Abstract

We discuss the seasonal evolution of upper‐ocean thermohaline structure at small horizontal scales. The upper 350 m of a 1000 km long section in the subtropical North Pacific was observed in winter, spring, and summer with 3–14 km horizontal resolution. Four vertical regions had distinct density and salinity structure: the mixed layer, remnant mixed layer, high‐stratification layer, and permanent thermocline. The remnant mixed layer consists of water from the winter mixed layer left over after restratification. The remnant mixed layer was most similar to the mixed layer in winter and spring, and most similar to the high‐stratification layer below in summer. The high‐stratification layer had elevated stratification that varied seasonally.

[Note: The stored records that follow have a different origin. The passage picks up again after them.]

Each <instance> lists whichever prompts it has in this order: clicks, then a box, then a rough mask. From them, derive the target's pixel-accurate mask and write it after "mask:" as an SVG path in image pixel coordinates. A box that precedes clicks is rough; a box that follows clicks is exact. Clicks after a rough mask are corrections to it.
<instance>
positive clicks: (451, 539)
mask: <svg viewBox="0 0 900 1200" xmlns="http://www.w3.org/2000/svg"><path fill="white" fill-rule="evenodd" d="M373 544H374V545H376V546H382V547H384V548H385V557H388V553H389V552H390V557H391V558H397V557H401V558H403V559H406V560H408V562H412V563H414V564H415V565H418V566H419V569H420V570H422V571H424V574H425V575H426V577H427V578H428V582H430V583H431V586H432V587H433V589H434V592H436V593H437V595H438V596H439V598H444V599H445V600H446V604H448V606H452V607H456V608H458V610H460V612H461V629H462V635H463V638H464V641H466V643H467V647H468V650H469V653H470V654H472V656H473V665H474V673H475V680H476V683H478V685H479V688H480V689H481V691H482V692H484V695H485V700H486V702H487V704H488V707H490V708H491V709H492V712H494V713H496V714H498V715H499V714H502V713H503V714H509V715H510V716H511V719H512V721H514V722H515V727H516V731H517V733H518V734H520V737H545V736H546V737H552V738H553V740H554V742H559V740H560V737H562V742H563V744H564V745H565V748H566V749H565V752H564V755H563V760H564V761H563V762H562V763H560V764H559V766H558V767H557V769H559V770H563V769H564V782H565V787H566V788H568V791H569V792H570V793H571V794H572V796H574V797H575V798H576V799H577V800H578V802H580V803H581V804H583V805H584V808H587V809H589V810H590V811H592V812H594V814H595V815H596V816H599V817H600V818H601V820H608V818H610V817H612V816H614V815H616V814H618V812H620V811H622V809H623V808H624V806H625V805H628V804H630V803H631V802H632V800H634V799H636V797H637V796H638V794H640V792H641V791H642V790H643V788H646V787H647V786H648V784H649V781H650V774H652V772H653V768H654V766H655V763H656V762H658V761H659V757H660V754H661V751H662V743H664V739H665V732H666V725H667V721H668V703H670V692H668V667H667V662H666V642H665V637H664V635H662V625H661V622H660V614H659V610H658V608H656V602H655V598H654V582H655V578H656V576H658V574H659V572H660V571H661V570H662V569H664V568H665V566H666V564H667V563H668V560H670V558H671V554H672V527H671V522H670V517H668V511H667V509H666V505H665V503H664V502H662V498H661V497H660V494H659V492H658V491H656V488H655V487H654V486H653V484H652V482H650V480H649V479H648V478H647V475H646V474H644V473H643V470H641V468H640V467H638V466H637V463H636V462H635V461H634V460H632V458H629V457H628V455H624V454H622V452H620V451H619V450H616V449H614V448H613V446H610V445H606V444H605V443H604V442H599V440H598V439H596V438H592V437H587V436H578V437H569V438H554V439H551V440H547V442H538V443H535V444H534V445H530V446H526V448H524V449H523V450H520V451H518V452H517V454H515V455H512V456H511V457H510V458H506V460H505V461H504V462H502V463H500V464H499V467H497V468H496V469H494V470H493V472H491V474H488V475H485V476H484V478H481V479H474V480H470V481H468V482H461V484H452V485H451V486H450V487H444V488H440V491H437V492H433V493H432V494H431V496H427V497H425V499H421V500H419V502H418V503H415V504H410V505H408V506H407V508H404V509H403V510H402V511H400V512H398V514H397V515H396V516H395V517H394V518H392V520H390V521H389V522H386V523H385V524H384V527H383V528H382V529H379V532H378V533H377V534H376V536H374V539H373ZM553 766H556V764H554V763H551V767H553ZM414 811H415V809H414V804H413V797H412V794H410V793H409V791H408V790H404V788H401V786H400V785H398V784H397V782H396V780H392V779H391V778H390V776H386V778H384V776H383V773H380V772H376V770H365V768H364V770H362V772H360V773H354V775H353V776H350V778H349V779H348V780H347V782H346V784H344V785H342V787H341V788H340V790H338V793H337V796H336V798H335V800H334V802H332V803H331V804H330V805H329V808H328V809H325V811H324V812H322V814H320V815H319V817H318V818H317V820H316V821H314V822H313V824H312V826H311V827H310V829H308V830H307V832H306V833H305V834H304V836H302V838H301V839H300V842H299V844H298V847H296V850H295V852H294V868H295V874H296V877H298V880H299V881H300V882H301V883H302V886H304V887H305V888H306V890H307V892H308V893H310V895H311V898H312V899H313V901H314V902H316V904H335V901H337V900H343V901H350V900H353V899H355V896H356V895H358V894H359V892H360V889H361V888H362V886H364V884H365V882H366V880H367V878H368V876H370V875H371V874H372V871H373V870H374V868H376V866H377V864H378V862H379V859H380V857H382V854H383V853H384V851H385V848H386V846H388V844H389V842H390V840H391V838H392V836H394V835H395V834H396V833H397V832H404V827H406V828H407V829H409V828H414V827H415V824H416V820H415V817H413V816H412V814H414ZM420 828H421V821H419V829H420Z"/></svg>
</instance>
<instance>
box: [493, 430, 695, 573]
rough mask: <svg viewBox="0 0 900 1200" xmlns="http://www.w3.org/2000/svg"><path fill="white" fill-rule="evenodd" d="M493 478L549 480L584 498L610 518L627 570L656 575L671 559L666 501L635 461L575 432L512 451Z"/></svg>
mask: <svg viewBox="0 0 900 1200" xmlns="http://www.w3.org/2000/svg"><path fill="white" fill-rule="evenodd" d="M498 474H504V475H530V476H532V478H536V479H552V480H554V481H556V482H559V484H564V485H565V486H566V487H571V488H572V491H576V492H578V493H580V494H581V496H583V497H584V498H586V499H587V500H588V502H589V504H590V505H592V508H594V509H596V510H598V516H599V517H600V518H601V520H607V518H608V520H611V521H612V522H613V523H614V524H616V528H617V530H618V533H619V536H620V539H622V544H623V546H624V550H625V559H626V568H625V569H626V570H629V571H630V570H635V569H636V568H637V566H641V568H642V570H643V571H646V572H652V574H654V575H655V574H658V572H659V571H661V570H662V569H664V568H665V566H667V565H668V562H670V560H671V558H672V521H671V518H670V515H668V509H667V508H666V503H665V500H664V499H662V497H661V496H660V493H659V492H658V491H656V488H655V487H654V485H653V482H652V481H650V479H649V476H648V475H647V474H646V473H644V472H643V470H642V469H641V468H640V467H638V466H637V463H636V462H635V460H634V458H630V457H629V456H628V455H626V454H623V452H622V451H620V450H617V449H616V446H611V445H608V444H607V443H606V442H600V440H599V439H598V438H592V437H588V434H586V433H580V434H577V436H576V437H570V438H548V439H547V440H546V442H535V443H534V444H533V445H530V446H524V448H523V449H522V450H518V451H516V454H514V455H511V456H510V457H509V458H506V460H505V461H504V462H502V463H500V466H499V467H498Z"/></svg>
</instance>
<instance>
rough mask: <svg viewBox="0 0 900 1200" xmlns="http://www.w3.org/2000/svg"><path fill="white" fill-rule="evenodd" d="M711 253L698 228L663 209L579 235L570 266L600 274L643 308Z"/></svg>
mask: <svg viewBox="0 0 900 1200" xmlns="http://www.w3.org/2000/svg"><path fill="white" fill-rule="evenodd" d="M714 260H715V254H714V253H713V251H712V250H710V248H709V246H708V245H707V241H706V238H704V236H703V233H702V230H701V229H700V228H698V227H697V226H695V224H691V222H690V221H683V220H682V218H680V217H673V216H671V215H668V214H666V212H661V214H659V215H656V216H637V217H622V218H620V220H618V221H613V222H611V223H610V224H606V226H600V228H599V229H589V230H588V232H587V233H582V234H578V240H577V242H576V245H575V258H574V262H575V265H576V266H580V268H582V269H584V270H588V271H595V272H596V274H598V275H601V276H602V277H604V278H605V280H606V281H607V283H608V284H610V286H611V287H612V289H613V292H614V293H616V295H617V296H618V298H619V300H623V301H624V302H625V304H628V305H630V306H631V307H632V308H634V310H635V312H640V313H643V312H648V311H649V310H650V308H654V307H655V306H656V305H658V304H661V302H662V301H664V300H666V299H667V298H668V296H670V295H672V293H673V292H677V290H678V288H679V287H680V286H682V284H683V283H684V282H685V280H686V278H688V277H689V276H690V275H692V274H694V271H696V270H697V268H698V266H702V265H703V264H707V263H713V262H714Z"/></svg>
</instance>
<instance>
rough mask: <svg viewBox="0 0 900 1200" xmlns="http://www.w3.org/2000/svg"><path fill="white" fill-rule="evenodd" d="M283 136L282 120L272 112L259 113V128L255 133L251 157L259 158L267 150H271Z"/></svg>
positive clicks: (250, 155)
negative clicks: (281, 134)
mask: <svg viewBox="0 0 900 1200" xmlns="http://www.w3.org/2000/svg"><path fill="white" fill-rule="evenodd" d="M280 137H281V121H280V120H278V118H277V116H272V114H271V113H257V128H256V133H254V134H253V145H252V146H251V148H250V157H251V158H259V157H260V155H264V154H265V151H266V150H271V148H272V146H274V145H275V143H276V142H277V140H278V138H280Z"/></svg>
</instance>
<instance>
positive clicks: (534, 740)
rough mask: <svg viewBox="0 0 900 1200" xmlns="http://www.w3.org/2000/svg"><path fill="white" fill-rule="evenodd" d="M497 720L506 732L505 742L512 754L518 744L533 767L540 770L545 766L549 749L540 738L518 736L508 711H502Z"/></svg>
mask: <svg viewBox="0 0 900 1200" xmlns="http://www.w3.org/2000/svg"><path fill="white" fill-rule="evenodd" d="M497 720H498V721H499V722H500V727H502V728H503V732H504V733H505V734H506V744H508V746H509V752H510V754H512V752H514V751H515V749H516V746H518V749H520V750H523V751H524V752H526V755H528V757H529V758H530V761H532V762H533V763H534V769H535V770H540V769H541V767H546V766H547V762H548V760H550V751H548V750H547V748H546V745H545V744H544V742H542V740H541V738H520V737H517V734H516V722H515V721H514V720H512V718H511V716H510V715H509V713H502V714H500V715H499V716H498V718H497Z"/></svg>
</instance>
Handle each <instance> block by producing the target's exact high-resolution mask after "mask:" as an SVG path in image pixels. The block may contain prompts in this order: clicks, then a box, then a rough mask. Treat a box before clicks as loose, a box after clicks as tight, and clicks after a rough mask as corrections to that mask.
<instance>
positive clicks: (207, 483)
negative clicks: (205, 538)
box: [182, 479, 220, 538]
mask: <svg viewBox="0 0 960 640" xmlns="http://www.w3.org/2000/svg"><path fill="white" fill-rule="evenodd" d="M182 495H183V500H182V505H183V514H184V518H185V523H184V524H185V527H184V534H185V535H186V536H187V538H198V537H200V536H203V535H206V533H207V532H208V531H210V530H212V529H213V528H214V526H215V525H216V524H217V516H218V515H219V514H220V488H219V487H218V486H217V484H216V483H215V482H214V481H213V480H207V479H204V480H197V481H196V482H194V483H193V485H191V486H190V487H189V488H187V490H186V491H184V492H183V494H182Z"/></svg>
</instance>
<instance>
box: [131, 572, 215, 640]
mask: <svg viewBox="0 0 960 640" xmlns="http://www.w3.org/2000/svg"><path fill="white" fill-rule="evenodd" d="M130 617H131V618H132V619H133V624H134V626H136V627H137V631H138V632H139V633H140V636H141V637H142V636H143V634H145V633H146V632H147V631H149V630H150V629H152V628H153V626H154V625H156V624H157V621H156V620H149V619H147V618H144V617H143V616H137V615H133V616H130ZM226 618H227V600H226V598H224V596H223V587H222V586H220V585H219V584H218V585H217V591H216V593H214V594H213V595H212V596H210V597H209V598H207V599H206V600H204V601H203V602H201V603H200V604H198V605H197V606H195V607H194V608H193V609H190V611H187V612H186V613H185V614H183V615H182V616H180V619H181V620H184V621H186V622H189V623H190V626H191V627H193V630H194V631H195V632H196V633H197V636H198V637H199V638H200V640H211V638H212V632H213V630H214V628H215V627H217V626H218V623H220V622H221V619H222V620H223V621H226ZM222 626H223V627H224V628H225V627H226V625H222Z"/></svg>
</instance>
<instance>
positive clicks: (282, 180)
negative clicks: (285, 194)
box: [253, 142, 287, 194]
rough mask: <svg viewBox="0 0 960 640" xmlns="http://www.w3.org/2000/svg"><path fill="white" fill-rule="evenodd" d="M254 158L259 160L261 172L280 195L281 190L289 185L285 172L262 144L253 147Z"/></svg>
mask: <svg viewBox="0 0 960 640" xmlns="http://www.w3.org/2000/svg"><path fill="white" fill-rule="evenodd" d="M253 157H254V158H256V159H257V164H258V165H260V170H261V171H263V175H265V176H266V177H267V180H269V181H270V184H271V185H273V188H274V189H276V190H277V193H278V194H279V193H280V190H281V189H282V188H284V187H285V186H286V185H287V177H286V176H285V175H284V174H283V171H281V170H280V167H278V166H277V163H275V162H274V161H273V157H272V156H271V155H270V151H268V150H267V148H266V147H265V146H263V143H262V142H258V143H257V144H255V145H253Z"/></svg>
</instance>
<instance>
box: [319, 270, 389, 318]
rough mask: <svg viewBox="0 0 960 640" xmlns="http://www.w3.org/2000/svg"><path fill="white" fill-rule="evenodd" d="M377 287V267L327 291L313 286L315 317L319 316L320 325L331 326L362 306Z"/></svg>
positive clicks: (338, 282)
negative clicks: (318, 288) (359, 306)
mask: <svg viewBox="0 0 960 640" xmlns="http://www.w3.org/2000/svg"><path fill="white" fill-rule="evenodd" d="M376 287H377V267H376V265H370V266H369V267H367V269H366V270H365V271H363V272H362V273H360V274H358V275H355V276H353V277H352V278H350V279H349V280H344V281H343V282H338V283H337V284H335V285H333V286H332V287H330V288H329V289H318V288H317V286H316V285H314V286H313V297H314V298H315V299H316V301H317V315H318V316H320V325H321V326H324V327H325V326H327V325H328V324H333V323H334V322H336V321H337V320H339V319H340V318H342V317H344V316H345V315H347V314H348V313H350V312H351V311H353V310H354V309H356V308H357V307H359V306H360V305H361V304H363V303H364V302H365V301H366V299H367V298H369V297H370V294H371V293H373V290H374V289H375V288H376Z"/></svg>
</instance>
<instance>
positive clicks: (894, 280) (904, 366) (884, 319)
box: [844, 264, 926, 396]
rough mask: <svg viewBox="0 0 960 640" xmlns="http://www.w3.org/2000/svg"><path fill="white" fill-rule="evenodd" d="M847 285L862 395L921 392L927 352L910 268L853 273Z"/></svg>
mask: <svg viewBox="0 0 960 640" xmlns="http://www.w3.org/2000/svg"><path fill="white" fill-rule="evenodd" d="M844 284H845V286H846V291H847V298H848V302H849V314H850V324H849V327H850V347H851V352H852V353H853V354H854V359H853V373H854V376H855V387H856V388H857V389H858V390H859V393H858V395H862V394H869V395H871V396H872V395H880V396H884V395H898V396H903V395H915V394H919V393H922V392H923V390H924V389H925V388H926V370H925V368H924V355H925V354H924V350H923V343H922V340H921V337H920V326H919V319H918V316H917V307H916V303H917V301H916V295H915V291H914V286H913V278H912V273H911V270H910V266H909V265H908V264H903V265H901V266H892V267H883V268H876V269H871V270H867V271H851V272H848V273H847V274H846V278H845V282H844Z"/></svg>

The permanent thermocline varied little seasonally and was horizontally and vertically uniform in comparison. In all seasons, density ratios showed that mixed‐layer θ‐S differences tended to compensate in density with the strongest tendency toward compensation in winter. Density ratios were temperature dominated in the remnant mixed layer consistent with salt‐fingering. Salinity anomalies were largest at the surface and decayed with depth in all seasons. Spectra of isopycnal depth and θ‐S anomalies along isopycnals are compared between the three seasons and four vertical layers. Isopycnal depth variance at 30–46 km wavelengths decreased from winter to spring to summer by a factor of 2–10 in stratified regions. By treating salinity anomalies as a tracer, the effective isopycnal diffusivity in the remnant mixed layer was estimated to be 1.4 m2 s−1 over 30–46 km wavelengths.